• 951
    çok ilginç anlam veremiyorum nasıl olur ne yaşanabilir de birden hava böyle terse döner. daha dün gibi koç sen parkelere in demedik mi ? her maç rakip kim olursa olsun son topa kadar savaşan mücadele eden bir takım yaratılmadı mı? her galatasaraylının gurur duyacağı bir takım oluşmadı mı ? evet herkes gider ama bu tür anlaşılamayan oyunlarla değil yönetimden açıklama bekliyorum. yolun açık olsun koç
  • 954
    gidişi ile içimi burkmuş,üzmüş insandır. kim hatalı, kim haklı, neden böyle oldu gibi sorularla bu olayın içini daha da oymanın gereksiz olduğunu, insanları; doğru bilgiye sahip olmadan eleştirmeye kalkmanın haksızlık olduğunu düşünüyorum.galatasaray yönetimi bir karar almıştır ve buna saygı duyulması gerekir. bu parayla da ilgili olabailir ya da hocanın tavırlarıyla da ilgili.ama sonuç olarak şunu demek isterim ki oktay hoca'yı biz çok sevdik.sahada ki duruşuyla,oyuncularla iletişimiyle,hepimizi büyük bir ailenin fertleri olarak görmesiyle...bize tüm yaşattıkarın için teşekkürler oktay hoca.seni her zaman yüzündeki ufak tebessümle ve bizlere bıraktığın güzel anılarla hatırlayacağız.
  • 958
    nedir bu minnet gösterisi anlamadım. vallahi hiç anlamıyorum, ne kadar cahilmişim, çocuklar kimdir bu adam, niçin sözlük açılış sayfasında, galatasaray'a kattıkları nedir? basket takımın hocasıymış, bakıyorum basket tekımımız ne yapmış da bizim çocuklar bayrağını taşımışlar diye, gogolda hiç bir şey yazmıyor. beşiktaş şampiyon olmuş, geçen sene fener'e yenilmiş. çok mu kötü bizim takım? acaba mahmut hoca olmasa küme mi düşerdik? hadi hepsini geçtik, şampiyon olsaydık acaba bizim sözlükçüler ne yapacaktı?
  • 961
    yönetimden senelik 1.4 milyon eurodan 4 yıllık kontrat istemesi tepki çekmiş. zaten kendisine final serisinde 3 maç üstüste beşiktaşa kaybetmesi nedeniyle kulüpten ve kulüp üyelerinden tepki varmış. ben şahsen basketboldan gelen üyelerden bir kişinin bile kendisi için iyi konuştuğunu duymamıştım. hep bir "yok ya yaramaz adam" lafı ediliyordu. ben onların yalancısıyım. bütün bunların ışığında ayrılık kaçınılmaz olmuş. yerine üçte biri fiyatına erman kunter ile anlaşıldığı ise kulislerde çoktan konuşulmaya başlandı. inşallah geçen sene bize yaşattığı güzel anların anısına güzel bir uğurlama töreni düzenlenir.
  • 964
    öncelikle şunu belirtmek lazım gs basketbol şubesi oktay hoca geldiğinde yerlerde sürünmüyordu. cem akdağ'ın takımı o sene ligi normalde 3. olarak bitirdi. (mahmuti'nin takımının da ilk senesinde ligi 3. bitirdiğini hatırlatayım) kadroda jasaitis wilkinson darius gibi hala gs'a tekrar gelse sevineceğimiz oyuncular vardı. şubeyi öncelikle taraftar ayapğa kaldırdı. ligdeki ilk haftalar antalya erdemir maçlarında 70-80 kişiye oynadıktan sonra nalga olayıyla birlikte taraftar takımına shaip çıktı. yani mahmuti yerlerde sürünen şubeyi buraya getirdi diyip daha önceki emeklere haksızlık etmeyelim bir tarafı parlatırken.

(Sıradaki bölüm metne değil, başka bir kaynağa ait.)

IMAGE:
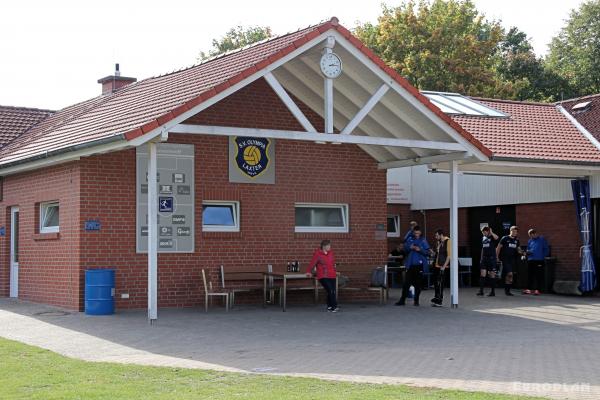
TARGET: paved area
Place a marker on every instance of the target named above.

    sistem dersek evet. oktay mahmutinin galatasaray'a yaptığı en önemli şey budur. takım belli bir sistemle oynamaya başladı. maçın son saniyesine kadar da o sistemden taviz vermeyen bir takım oldu.

    peki sistemleri hoca mı yaratır yoksa kulüplerin o sistemi mi olması lazım. misal mahmuti gidince o sistem bitecek mi? ya da şöyle diyim daha iyi olur. mahmuti bir takım oluşturursa allah göstermesin trafik kazası geçirse birden gs sistemsiz mi kalacak?

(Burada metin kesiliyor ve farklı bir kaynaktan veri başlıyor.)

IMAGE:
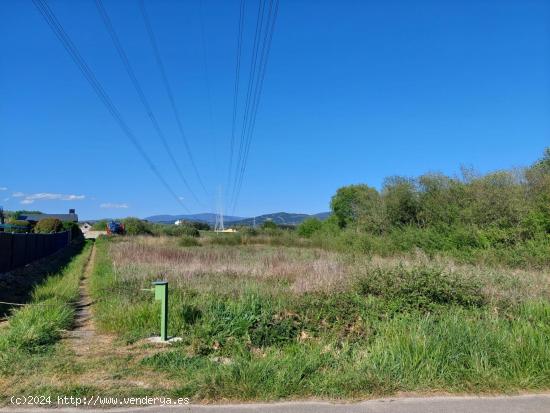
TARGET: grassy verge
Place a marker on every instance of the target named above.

    arkadaşlar sistemleri hocalar belirlemez. misal futboldan örnek verirsem. gs'ın da bjk'ın da fb'nin de sistemi bellidir. o sistem dışına çıkıp başarılı olanlar olsa bile daha fazla kalamazlar camiada. gs futbol takımı diyince aklınıza ne gelir? bırakın 442 433 4141 424 rakamlarını. topa önde basan sahanın her yerini rakibe daraltan orta sahası adam yiyen forveti pres yapan bir takım gelmez mi? fb diyince bireylere dayalı yıldız oyuncularla süslenmiş futbol veya bjk'ın genç takım temposundaki kanat atakları ağırlıklı futbolu? şimdi alex ferguson inter'e gitse manchester'de oynattığı oyunu oynatsa ilk sene sonunda kapıyı gösterirler. bu konuda tek özel adam mourinhodur. gittiği ülkenin ve takımın karakteristik özelliklerine uygun top oynatır. bunu sadece real madrid'de değiştirmek istedi ilk sene sonunda az kalsın gönderiliyordu. ikinci sezon anında real madrid'in karakterine uygun hızlı gole dönük oyuna yöneldi.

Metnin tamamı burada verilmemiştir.